“Positivo il rifiuto del Senato di accettare l’accordo Ue-Marocco così com’è” - Notizie.it

“Positivo il rifiuto del Senato di accettare l’accordo Ue-Marocco così com’è”

Politica

“Positivo il rifiuto del Senato di accettare l’accordo Ue-Marocco così com’è”

Il Senato ha detto ‘no’ all’accordo bilaterale Ue-Marocco.
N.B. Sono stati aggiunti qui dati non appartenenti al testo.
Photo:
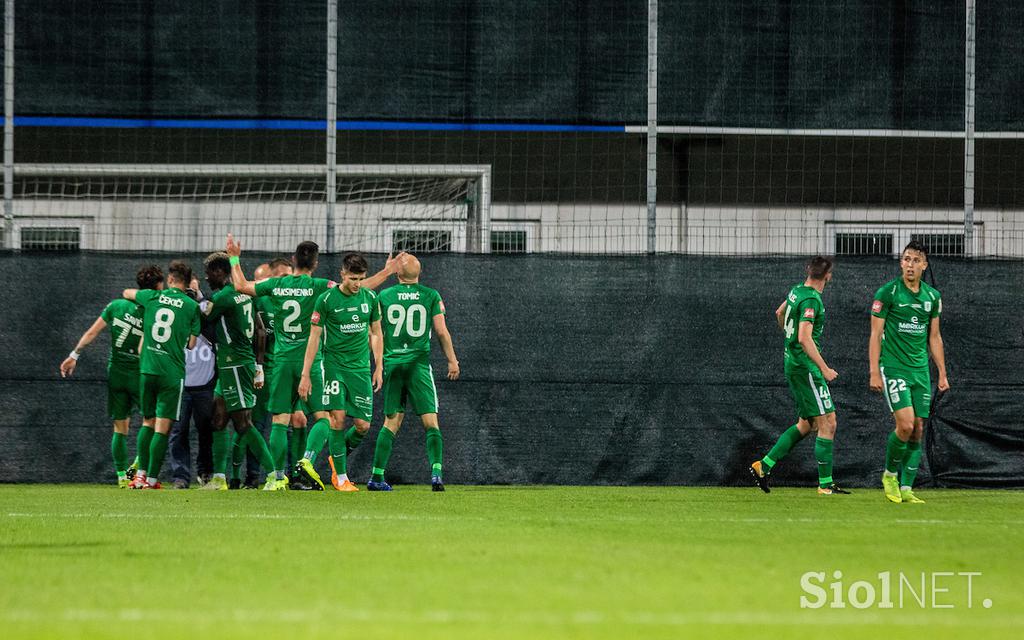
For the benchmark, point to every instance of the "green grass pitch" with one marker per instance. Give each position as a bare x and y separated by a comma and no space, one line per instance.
82,561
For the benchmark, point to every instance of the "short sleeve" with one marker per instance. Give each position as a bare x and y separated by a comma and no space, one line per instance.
883,299
265,288
108,313
810,310
318,308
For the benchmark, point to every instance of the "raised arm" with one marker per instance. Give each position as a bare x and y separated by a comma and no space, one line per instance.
807,342
377,346
875,352
444,338
938,352
390,267
68,366
305,384
242,285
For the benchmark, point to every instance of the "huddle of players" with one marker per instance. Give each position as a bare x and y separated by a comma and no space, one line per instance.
323,336
904,329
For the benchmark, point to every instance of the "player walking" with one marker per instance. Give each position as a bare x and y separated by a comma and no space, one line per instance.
170,325
125,320
802,317
904,328
410,311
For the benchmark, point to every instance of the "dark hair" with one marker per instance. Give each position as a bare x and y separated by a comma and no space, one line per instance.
180,270
148,276
915,246
818,267
273,264
306,254
217,261
354,263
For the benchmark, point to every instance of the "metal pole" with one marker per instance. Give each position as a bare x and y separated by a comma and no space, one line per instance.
332,119
8,123
651,126
969,133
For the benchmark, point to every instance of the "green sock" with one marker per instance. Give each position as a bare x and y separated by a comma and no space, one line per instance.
296,444
119,450
279,444
785,442
911,460
895,451
823,454
158,449
255,442
238,456
353,438
221,442
336,444
434,449
142,448
317,437
382,452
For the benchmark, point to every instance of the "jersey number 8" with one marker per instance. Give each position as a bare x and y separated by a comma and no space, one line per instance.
162,325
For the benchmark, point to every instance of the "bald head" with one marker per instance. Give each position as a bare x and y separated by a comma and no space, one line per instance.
409,271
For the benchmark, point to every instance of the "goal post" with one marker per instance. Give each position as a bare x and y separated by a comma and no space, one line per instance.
190,208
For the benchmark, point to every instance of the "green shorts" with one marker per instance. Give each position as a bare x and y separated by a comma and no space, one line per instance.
161,395
811,392
410,383
122,392
904,387
285,396
350,391
235,384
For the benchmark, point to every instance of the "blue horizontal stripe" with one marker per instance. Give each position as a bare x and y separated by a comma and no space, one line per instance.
300,125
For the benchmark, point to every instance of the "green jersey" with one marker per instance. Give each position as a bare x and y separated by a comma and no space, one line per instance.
908,317
169,318
408,316
264,307
293,298
803,304
232,316
346,320
125,320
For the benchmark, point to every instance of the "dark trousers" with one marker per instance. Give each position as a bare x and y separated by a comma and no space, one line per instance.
197,406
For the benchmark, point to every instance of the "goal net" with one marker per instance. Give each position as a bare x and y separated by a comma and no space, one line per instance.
192,208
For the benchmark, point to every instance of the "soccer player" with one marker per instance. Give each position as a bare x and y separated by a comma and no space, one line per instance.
345,325
904,328
408,308
802,318
125,320
239,375
170,325
293,298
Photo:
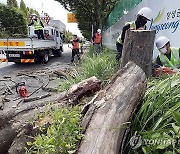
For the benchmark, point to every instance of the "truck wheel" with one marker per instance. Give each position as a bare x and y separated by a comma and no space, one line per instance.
58,52
45,57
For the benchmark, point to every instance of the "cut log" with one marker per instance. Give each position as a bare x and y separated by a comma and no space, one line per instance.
84,88
104,121
138,47
16,121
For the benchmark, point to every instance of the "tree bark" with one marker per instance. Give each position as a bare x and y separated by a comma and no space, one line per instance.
15,125
138,47
104,121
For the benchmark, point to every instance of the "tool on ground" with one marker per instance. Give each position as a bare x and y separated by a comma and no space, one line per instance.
21,89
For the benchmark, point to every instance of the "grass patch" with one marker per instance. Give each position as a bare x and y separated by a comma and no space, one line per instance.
158,120
62,136
103,66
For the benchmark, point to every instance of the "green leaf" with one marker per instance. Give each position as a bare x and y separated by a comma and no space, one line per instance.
176,116
176,128
29,143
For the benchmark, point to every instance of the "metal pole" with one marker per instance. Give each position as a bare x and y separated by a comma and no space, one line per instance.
92,31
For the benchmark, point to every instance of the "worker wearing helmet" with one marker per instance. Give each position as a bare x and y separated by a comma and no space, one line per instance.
97,40
38,26
168,56
75,47
143,16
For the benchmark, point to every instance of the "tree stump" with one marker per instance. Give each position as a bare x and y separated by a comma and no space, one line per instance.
111,108
138,47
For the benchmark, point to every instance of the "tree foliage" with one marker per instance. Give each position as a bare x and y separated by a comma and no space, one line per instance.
23,8
12,3
12,21
89,12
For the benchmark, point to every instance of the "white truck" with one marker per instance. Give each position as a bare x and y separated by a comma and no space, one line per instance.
32,49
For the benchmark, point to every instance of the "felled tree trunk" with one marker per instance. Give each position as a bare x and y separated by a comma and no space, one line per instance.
138,47
104,122
15,124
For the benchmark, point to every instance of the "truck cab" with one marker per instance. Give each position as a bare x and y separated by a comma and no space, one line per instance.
32,49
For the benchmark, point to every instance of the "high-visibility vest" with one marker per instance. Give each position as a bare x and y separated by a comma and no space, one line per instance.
174,62
97,39
37,25
75,44
132,27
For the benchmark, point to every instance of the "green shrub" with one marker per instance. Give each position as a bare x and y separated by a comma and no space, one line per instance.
62,136
158,120
103,66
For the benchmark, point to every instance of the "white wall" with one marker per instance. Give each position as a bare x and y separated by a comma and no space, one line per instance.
165,20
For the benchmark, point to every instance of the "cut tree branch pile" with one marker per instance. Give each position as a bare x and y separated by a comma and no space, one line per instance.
112,107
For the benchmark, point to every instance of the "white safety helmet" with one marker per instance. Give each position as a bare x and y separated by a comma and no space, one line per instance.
161,41
145,12
75,34
33,14
99,31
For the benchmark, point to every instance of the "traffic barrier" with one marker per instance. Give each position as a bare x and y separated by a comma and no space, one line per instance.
27,60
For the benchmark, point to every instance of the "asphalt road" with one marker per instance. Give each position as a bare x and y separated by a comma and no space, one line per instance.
12,68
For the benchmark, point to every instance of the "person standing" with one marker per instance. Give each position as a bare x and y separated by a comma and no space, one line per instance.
38,26
143,16
75,48
168,56
97,41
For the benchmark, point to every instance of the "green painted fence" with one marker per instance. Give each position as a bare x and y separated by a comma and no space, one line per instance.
122,7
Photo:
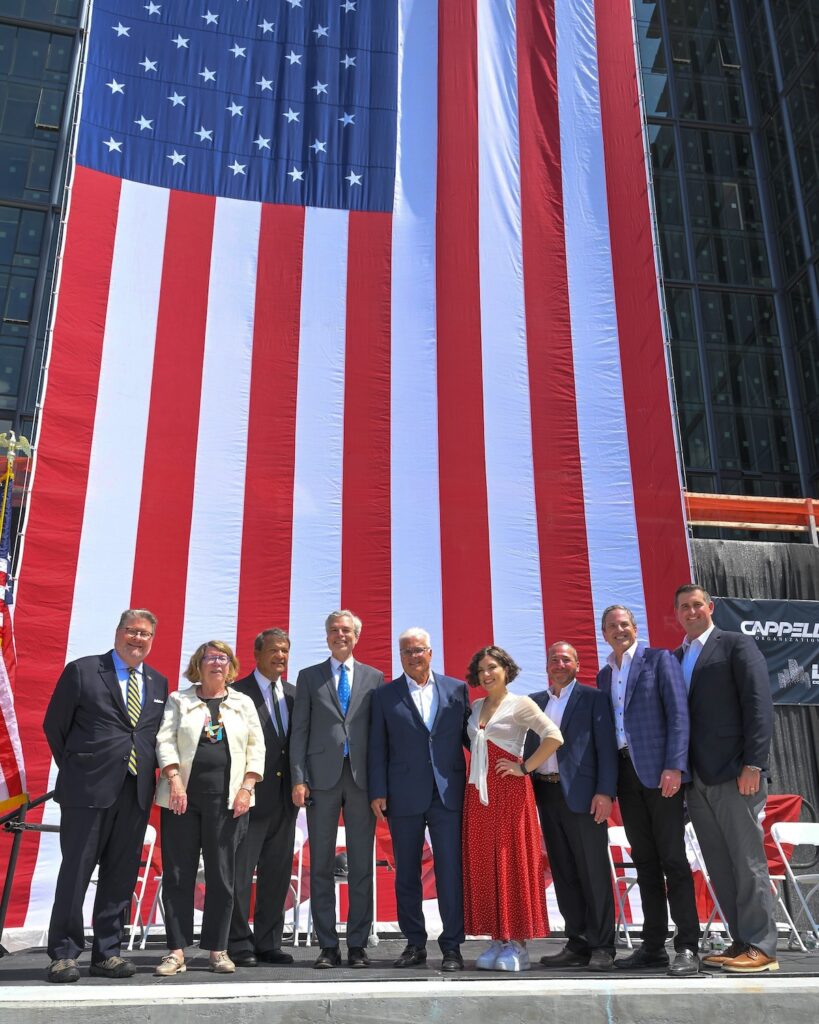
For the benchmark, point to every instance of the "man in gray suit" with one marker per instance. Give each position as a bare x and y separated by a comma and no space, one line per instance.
328,758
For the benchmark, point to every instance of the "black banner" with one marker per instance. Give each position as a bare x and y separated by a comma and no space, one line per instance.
787,634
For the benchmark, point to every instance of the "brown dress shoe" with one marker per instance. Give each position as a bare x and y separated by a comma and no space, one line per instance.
752,961
718,958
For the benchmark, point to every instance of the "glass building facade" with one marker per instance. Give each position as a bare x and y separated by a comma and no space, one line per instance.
731,91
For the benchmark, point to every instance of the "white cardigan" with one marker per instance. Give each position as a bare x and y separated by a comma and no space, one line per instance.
185,717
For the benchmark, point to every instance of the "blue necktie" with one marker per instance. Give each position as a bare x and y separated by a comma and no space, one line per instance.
344,696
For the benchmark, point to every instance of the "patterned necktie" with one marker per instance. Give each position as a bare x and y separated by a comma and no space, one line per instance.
134,709
276,711
344,697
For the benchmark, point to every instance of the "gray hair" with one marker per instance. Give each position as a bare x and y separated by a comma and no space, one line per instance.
563,643
416,631
130,613
344,613
276,634
617,607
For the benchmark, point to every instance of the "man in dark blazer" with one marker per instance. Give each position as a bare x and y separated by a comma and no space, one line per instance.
417,774
650,708
267,846
729,698
328,760
101,725
573,791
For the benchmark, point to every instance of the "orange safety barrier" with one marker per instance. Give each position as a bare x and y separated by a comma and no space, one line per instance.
742,512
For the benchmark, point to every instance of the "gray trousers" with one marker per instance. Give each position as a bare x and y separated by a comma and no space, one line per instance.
322,822
731,839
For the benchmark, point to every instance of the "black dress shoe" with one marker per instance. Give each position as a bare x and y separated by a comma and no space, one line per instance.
62,971
272,956
600,960
686,964
114,967
643,957
330,956
453,961
245,957
356,956
566,957
412,956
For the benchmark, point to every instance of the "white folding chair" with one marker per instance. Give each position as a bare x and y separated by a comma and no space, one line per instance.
622,883
341,880
698,863
796,834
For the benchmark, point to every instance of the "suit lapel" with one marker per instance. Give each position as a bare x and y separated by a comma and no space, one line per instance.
109,676
634,673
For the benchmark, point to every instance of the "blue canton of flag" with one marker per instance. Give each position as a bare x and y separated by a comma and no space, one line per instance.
271,100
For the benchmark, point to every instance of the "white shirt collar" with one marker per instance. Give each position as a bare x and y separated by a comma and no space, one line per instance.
700,639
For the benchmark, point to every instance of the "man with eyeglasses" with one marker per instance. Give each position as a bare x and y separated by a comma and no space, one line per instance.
101,725
328,762
417,776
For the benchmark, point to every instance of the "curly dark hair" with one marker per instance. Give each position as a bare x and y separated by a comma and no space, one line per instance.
506,662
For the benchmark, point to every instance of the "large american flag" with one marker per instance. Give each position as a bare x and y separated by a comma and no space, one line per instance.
357,307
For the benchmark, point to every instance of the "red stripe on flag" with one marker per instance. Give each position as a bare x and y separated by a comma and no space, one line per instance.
365,548
161,564
466,587
267,531
655,477
63,449
556,452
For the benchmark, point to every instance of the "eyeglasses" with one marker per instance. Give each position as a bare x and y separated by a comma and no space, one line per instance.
136,634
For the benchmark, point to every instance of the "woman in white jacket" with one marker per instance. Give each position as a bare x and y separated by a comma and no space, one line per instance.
210,751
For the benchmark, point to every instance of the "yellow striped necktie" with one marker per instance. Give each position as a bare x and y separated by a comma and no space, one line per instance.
134,709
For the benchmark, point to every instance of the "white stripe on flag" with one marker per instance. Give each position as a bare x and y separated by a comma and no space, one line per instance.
216,521
414,437
315,562
601,419
515,565
105,559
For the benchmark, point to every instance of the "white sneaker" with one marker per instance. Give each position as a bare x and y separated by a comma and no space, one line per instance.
486,960
514,956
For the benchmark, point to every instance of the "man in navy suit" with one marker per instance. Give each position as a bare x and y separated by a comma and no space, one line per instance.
650,707
573,790
267,846
417,776
731,728
101,725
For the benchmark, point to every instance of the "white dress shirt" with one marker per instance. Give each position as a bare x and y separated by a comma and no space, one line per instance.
272,691
554,710
425,698
619,680
691,651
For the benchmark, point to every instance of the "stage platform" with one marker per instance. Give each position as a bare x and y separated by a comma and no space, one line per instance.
299,994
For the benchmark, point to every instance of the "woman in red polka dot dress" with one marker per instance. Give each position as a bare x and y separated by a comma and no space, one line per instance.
504,892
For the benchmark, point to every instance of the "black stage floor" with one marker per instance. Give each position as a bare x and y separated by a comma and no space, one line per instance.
28,968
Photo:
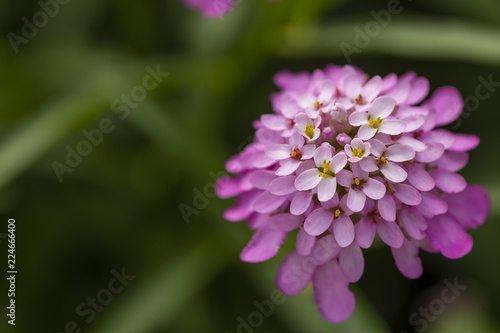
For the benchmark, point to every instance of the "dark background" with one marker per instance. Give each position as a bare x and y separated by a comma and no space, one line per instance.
119,207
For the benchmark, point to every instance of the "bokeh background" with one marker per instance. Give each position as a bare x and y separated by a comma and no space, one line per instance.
119,208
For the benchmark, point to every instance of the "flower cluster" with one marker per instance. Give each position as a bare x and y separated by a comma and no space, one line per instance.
344,158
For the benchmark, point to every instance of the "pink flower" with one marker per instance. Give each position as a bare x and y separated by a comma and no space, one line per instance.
324,174
375,120
385,160
357,150
290,155
343,159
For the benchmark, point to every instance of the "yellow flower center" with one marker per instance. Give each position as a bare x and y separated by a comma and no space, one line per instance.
358,152
374,123
327,170
318,105
309,131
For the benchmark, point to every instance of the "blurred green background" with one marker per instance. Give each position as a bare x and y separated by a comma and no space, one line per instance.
119,207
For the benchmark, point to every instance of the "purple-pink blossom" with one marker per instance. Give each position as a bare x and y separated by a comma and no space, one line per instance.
344,159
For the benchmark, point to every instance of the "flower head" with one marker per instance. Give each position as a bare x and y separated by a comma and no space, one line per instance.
344,159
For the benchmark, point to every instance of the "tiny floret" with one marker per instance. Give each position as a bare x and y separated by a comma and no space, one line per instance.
345,158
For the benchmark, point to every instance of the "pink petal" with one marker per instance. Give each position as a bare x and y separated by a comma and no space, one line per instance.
325,249
448,182
413,123
407,194
308,180
399,153
358,118
368,164
366,132
448,236
393,172
444,137
351,262
304,243
284,222
374,189
345,178
327,188
447,103
433,152
356,200
390,233
333,298
464,142
339,161
343,230
308,151
263,245
322,154
387,208
392,126
332,203
260,179
432,205
413,222
382,107
300,202
419,178
417,145
365,231
407,260
287,167
282,185
318,221
452,161
294,274
377,147
268,202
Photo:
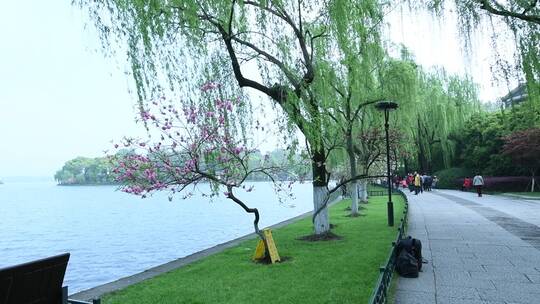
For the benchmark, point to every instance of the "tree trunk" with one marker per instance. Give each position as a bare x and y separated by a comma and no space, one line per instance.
321,222
363,191
353,190
532,184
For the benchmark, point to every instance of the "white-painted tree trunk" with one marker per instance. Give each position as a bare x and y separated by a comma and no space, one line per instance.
353,192
321,222
363,191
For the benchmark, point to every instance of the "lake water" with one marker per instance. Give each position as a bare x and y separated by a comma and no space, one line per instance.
111,234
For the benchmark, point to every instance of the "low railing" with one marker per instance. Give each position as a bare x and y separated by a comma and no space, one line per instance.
380,293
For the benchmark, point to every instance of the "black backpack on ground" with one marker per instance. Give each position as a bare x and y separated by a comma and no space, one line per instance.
409,257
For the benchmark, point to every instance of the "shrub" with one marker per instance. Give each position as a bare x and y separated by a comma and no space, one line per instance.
452,178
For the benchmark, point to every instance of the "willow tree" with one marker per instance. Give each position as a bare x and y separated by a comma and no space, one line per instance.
172,45
348,68
442,105
521,18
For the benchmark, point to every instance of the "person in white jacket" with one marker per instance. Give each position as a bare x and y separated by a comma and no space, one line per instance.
478,182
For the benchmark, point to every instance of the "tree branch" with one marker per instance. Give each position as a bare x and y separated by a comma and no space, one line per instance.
485,5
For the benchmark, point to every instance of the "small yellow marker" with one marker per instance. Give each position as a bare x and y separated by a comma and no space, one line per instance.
263,245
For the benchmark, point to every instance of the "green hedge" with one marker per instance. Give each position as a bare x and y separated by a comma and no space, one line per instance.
448,178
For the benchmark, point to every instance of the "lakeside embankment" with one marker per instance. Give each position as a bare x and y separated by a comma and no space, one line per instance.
321,272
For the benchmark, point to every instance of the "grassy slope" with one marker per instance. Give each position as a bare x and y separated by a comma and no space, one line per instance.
341,271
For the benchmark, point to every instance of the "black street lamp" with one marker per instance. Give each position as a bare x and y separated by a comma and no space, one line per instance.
387,106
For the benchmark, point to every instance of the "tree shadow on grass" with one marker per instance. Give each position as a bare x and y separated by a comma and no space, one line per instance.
328,236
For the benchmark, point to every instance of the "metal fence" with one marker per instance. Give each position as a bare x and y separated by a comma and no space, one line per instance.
380,293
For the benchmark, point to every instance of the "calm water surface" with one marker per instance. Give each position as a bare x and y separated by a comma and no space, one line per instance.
111,234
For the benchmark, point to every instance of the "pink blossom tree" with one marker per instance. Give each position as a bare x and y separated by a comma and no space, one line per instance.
204,144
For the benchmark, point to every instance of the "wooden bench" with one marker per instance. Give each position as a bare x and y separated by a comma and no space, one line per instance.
37,282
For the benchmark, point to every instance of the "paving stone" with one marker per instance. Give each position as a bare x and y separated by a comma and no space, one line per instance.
458,292
450,300
479,250
509,295
497,276
535,278
410,297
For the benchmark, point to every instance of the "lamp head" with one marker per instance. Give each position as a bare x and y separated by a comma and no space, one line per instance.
386,105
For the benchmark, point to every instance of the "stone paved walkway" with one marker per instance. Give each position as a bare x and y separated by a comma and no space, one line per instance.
480,250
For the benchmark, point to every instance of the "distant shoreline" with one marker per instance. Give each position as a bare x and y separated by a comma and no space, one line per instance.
89,184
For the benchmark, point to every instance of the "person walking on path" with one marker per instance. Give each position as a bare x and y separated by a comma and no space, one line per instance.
467,183
478,182
417,183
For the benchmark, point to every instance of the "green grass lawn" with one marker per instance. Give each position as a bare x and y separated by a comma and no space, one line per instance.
342,271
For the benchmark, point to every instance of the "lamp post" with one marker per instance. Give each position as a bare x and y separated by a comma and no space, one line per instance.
387,106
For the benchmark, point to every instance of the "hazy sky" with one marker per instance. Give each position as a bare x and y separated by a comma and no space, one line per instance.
59,98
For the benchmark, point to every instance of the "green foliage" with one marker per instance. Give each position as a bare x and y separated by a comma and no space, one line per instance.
480,140
84,170
448,178
521,18
231,277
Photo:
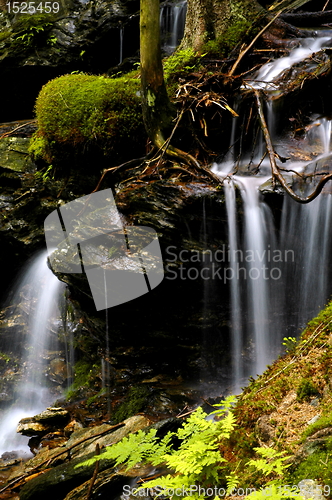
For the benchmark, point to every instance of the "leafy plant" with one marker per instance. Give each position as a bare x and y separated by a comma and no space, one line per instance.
193,455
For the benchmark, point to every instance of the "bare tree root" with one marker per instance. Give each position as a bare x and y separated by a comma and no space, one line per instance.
179,155
276,175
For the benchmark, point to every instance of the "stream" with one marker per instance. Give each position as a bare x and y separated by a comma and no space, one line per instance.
278,270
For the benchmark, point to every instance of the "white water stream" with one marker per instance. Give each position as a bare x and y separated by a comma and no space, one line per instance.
37,295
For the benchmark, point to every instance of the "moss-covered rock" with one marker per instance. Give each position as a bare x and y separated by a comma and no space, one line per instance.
80,113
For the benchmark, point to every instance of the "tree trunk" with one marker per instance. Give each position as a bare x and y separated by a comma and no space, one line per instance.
157,109
222,20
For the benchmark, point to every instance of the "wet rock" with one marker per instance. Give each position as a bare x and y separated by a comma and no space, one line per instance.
132,424
43,423
74,425
13,153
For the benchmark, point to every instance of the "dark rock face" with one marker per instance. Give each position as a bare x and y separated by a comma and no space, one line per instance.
180,327
82,37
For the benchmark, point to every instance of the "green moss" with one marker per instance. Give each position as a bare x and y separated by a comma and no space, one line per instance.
79,112
180,62
135,401
32,30
316,466
323,422
306,390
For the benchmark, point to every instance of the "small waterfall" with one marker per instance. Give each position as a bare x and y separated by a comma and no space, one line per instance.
37,297
237,331
172,21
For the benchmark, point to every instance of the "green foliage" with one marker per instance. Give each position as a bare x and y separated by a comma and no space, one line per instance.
80,111
222,46
305,390
317,465
84,377
323,422
271,461
134,402
44,175
4,357
33,30
179,63
192,454
94,398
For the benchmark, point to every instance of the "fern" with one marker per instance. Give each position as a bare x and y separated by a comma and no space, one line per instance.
271,461
197,463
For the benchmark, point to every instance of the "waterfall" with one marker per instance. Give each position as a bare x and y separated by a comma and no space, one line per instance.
172,21
280,270
121,43
36,300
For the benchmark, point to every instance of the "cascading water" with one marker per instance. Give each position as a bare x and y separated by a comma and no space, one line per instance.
37,296
121,44
270,260
172,21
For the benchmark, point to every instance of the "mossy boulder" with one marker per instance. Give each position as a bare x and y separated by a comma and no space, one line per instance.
84,115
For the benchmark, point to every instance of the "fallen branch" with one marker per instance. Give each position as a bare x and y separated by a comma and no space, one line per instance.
276,175
66,450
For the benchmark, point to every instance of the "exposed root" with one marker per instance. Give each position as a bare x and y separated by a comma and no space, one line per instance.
276,175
Sono state presentate ed accolte, infatti, tutte le mozioni presentate che vedono quasi tutto l’arco parlamentare contrario all’intesa in questione, che va sottoposta a revisione. “Il governo si è impegnato ad assumere iniziative volte a far sì che l’accordo non produca ulteriori effetti negativi per salvaguardare i diritti degli agricoltori, combattere le frodi e garantire la sicurezza alimentare, proteggere l’ambiente, sostenere la politica agricola mediterranea e promuovere il made in Italy”. Lo rimarca Confagricoltura, che giudica importante l’iniziativa delle forze parlamentari e del governo.
“Concordiamo in pieno – ribadisce Confagricoltura – con quanto hanno detto i senatori Di Nardo, Fleres, Russo, Gustavino, Vallardi, Andria e Scarpa Bonazza Buora nelle dichiarazioni di voto finali”. I rappresentanti politici hanno sottolineato infatti che: “Nella consapevolezza della finalità politica dell’accordo con il Marocco, che ha l’obiettivo di sostenere la transizione democratica, vanno garantite trasparenza, reciprocità e convergenza degli standard che devono orientare gli scambi commerciali e occorre tenere conto del fatto che in Marocco vengono impiegati fertilizzanti chimici vietati dalla normativa italiana perché dannosi per la salute”.
Nel febbraio scorso, alla notizia dell’approvazione europea dell’accordo di libero scambio tra l’Ue ed il Marocco, il direttore di Confagricoltura Cuneo, Roberto Abellonio aveva espresso tutte le sue perplessità: “È evidente che l’accordo così com’è previsto risulta ben più favorevole al Marocco che ai Paesi europei, in particolare per quanto riguarda il settore dell’ortofrutta – ha sottolineato Roberto Abellonio – e che, all’interno dell’Europa, è più vantaggioso per le produzioni dei Paesi continentali che per quelle dei Paesi mediterranei.

Se questa intesa non verrà rivista ci ritroveremo sul mercato prodotti che non rispettano i nostri rigorosi sistemi di controllo e non sono chiamati a sottostare alla nostre regole, dando origine così a forme di concorrenza che penalizzeranno anche le aziende cuneesi”.
“In una materia delicata come quella degli scambi commerciali nell’area del Mediterraneo, con impatti notevoli sulle produzioni ortofrutticole ed olivicole – prosegue il direttore di Confagricoltura Cuneo – non si può procedere a forza di blitz e usando l’agricoltura come merce di scambio per risolvere i problemi politici e di rapporti internazionali. Prima di decidere ulteriori concessioni, l’Europa deve prevedere uno studio di impatto sulle conseguenze di ogni singola intesa. Confagricoltura non ha pregiudizi precostituiti nei confronti di negoziati partecipati dall’Unione Europea, ma è indispensabile che qualsiasi apertura delle frontiere si basi su regole condivise, che siano finalizzate al raggiungimento di risultati bilanciati”.